- Singapore’s National Hydrogen Strategy appears to be meticulously conceived and well- situated within Singapore’s decarbonisation plans. Policy support will make hydrogen- related projects more bankable. However, financiers will still need to sort the wheat from the chaff.
- “Low-carbon” or “clean” hydrogen definitions may not align with a credible net-zero pathway if fossil fuels are still being used to produce them, and projects relying on them face high risk of not meeting expected decarbonisation outcomes. Financiers should require reputable certificates of origin and ensure they are internationally recognised, stringent, and comprehensive.

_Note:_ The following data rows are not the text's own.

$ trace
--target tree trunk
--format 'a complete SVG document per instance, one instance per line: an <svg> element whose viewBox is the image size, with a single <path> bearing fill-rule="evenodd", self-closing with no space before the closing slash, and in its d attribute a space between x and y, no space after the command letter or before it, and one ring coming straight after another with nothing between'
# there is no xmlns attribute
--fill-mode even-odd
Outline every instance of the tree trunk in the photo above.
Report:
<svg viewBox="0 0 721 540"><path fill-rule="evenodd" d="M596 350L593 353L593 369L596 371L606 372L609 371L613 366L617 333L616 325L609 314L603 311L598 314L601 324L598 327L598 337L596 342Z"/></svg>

- Using hydrogen for power generation in Singapore may not make economic sense and takes away capital that could have been used to develop and scale up lower-cost, lower-risk decarbonisation solutions that align with net-zero. Hydrogen should be used for sectors that have no better substitutes in terms of cost and efficiency (e.g. oil refinery, shipping).
- While hydrogen is certain to have a role to play in Singapore’s sustainable future, informed scientific and technical knowledge has demonstrated that it is not a panacea to address the climate challenge and is best coupled with other approaches. Capital should be prudently directed to hydrogen projects that have low financing risks and are aligned with a credible net-zero pathway.
- Financiers can reduce financing risks by structuring additional protective covenants for projects with new or unproven technologies, or rely on experts with technical knowledge and an understanding of economics to aid in the due diligence on these projects.